Each year, nearly 270,000 new cases of prostate cancer are diagnosed in the United States, and prostate cancer continues to be the second leading cause of cancer-related mortality in American males.1 Surgical treatment of localized prostate cancer remains a key component in the treatment pathway for these patients. Historically, although laparoscopic radical prostatectomy was investigated, it was not widely adopted for multiple reasons, including a challenging learning curve and no significant difference in operating time.2 Open radical prostatectomy (ORP) remained the predominant method for treatment of localized prostate cancer until the early 2000s, when the introduction of the da Vinci Surgical platform ushered in the era of robotics.3
Over the course of the past 20 years, various techniques, outcomes, and continued improvements in robot-assisted laparoscopic radical prostatectomy (RALP) have continued to emerge. More recently, the introduction of the da Vinci Single Port (SP) robot has provided further room for innovation and enhancement of the RALP technique.3 Concerns about cost, compared with traditional open radical prostatectomy, seem to have dissipated as several reports have consistently reported RALP to be a cost-effective treatment alternative to its open counterpart.4 In this article, we briefly summarize a history of the RALP, its outcomes, and future directions.

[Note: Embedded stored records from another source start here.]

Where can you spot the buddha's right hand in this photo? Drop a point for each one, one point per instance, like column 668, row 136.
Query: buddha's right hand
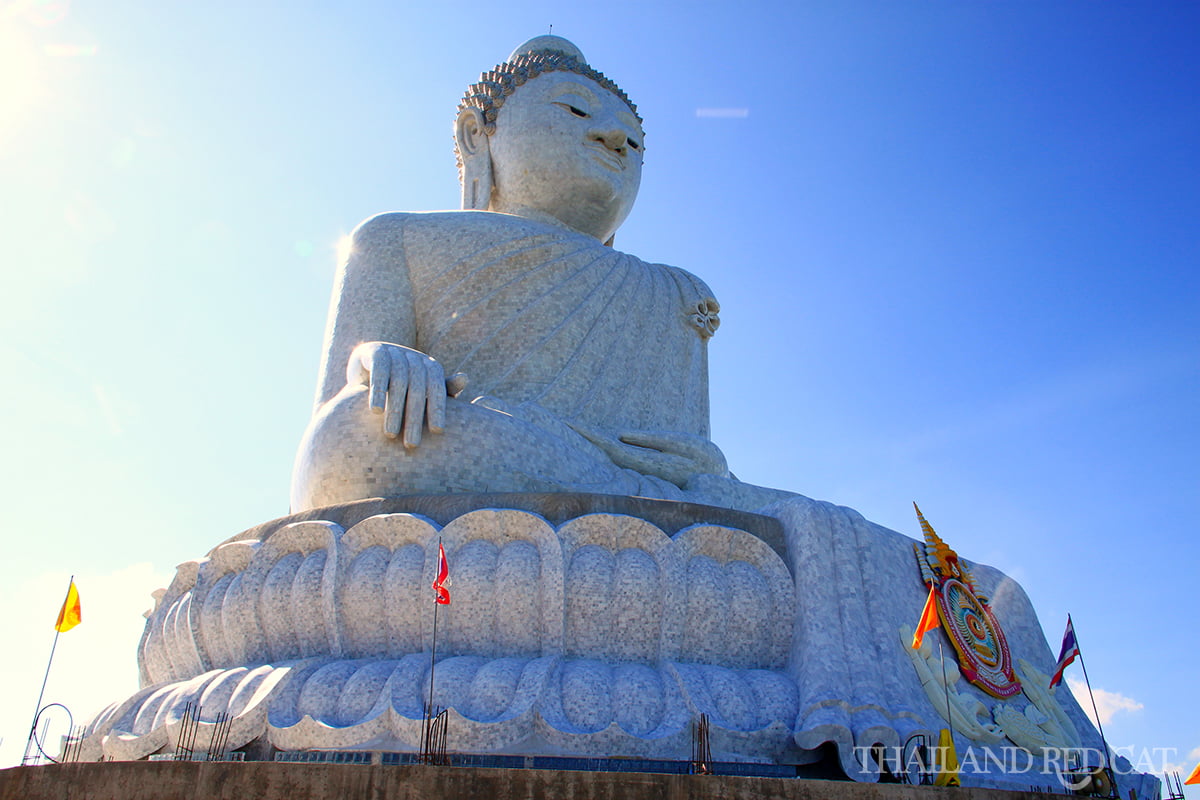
column 407, row 386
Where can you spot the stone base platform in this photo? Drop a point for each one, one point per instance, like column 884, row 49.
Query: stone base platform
column 275, row 781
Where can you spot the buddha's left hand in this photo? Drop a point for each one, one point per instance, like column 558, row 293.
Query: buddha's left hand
column 671, row 456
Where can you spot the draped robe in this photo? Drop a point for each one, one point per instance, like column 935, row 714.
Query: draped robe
column 564, row 342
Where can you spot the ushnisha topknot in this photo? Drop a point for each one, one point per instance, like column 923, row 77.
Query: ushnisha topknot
column 537, row 56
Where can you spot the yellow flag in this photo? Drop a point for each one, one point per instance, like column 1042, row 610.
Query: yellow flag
column 947, row 761
column 928, row 617
column 71, row 613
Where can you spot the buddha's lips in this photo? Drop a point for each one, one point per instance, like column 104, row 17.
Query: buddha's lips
column 607, row 157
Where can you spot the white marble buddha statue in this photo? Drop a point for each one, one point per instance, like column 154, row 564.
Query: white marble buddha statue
column 573, row 367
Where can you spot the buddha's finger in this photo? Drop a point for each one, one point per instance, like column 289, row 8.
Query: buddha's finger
column 397, row 389
column 381, row 376
column 436, row 397
column 414, row 405
column 652, row 440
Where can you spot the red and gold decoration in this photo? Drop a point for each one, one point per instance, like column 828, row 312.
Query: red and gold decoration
column 973, row 630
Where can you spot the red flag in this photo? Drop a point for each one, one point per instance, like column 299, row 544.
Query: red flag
column 71, row 613
column 443, row 579
column 928, row 617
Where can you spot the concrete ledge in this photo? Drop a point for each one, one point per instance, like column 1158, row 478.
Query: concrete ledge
column 276, row 781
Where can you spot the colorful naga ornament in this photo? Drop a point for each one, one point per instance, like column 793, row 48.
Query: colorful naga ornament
column 973, row 630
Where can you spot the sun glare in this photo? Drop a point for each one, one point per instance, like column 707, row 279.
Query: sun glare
column 19, row 76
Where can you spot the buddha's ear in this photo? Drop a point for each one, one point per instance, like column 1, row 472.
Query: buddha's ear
column 471, row 136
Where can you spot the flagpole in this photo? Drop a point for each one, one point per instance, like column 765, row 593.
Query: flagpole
column 1108, row 762
column 433, row 654
column 949, row 713
column 37, row 710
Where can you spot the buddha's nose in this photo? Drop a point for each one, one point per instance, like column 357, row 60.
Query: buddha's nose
column 615, row 138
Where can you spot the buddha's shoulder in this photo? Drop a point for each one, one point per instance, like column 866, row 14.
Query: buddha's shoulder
column 429, row 234
column 451, row 224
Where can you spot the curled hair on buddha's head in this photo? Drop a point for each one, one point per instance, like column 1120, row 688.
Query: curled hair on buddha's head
column 537, row 56
column 534, row 58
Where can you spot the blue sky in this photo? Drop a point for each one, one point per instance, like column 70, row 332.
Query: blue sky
column 955, row 246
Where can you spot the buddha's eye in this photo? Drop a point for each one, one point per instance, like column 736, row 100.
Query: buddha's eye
column 573, row 109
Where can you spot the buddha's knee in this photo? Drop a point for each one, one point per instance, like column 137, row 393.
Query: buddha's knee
column 346, row 456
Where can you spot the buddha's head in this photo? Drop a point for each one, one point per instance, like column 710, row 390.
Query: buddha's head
column 546, row 137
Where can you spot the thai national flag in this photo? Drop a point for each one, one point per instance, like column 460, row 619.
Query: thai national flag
column 1068, row 653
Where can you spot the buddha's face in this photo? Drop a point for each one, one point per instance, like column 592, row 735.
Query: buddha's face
column 567, row 148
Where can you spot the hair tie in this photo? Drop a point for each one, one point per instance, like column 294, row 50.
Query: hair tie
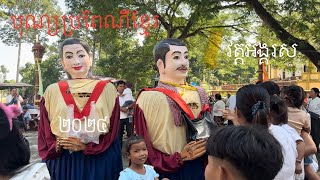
column 257, row 106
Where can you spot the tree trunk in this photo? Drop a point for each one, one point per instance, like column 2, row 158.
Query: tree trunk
column 18, row 63
column 303, row 46
column 93, row 56
column 99, row 51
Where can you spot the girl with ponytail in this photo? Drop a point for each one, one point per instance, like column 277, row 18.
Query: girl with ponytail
column 253, row 108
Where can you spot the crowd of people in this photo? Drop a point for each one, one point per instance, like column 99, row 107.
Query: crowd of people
column 173, row 131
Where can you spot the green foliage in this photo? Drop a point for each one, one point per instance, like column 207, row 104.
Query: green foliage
column 119, row 54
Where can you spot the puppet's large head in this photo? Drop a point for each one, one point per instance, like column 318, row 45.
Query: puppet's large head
column 171, row 56
column 14, row 151
column 75, row 58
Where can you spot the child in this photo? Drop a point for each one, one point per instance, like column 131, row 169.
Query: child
column 298, row 119
column 279, row 116
column 137, row 153
column 243, row 152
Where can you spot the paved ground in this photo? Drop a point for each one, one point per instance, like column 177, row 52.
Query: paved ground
column 32, row 137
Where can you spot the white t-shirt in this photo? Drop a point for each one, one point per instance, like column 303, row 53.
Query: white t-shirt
column 232, row 102
column 122, row 100
column 289, row 151
column 314, row 105
column 129, row 174
column 293, row 133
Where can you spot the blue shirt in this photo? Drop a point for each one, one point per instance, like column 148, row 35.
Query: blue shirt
column 129, row 174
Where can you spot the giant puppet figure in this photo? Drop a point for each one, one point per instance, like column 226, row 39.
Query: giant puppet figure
column 79, row 119
column 159, row 120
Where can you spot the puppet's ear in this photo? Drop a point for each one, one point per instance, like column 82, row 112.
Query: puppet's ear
column 160, row 66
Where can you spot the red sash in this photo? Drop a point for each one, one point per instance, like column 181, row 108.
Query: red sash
column 177, row 98
column 68, row 98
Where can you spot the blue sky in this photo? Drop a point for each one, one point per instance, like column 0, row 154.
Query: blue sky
column 9, row 54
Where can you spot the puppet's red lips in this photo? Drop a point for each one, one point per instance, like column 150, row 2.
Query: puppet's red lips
column 182, row 69
column 77, row 68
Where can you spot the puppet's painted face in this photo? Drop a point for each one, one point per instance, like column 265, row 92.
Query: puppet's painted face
column 176, row 64
column 76, row 61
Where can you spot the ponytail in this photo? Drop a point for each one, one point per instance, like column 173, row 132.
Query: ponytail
column 259, row 114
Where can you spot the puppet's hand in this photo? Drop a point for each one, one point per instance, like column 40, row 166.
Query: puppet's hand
column 193, row 150
column 72, row 144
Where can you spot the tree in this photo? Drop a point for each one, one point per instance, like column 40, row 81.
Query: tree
column 4, row 71
column 303, row 46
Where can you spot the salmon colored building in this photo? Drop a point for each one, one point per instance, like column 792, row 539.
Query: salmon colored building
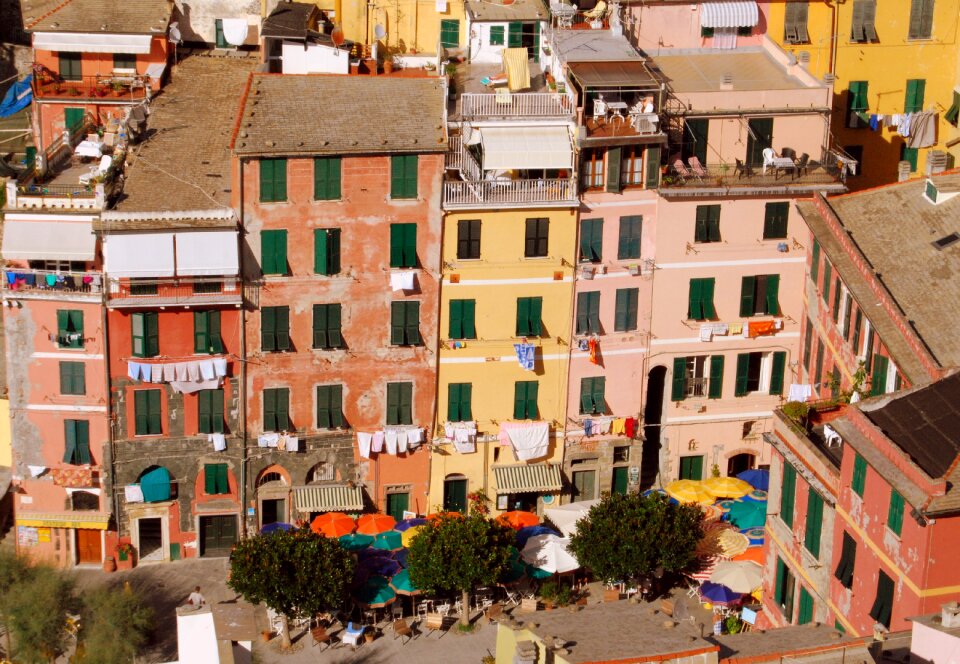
column 338, row 183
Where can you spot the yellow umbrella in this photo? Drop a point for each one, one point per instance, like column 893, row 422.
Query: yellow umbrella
column 727, row 487
column 690, row 491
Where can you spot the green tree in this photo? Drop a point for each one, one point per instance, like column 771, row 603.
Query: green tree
column 457, row 554
column 295, row 573
column 630, row 537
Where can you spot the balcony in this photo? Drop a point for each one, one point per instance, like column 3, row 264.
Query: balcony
column 122, row 293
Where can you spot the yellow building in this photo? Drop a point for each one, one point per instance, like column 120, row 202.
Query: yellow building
column 889, row 58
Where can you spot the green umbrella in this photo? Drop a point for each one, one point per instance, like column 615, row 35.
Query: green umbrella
column 356, row 541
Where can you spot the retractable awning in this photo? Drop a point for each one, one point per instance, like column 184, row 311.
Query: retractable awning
column 528, row 478
column 729, row 14
column 207, row 253
column 49, row 240
column 508, row 148
column 328, row 498
column 89, row 42
column 138, row 255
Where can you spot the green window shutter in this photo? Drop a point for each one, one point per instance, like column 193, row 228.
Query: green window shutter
column 778, row 371
column 679, row 391
column 748, row 287
column 613, row 170
column 742, row 377
column 716, row 377
column 895, row 513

Although randomized controlled trials in surgical care are difficult to perform due to their invasive nature, there is some high-level evidence showing an overall favorable profile for RALP compared with ORP. In a phase 3 randomized clinical trial comparing RALP with ORP in Australia, investigators randomized men with localized prostate cancer in a 1:1 ratio to RALP or ORP respectively.5 Primary outcomes included sexual function measured by the International Index of Erectile Function (IIEF), urinary function measured by the Expanded Prostate Cancer Index (EPIC), and oncologic outcomes including biochemical recurrence (BCR).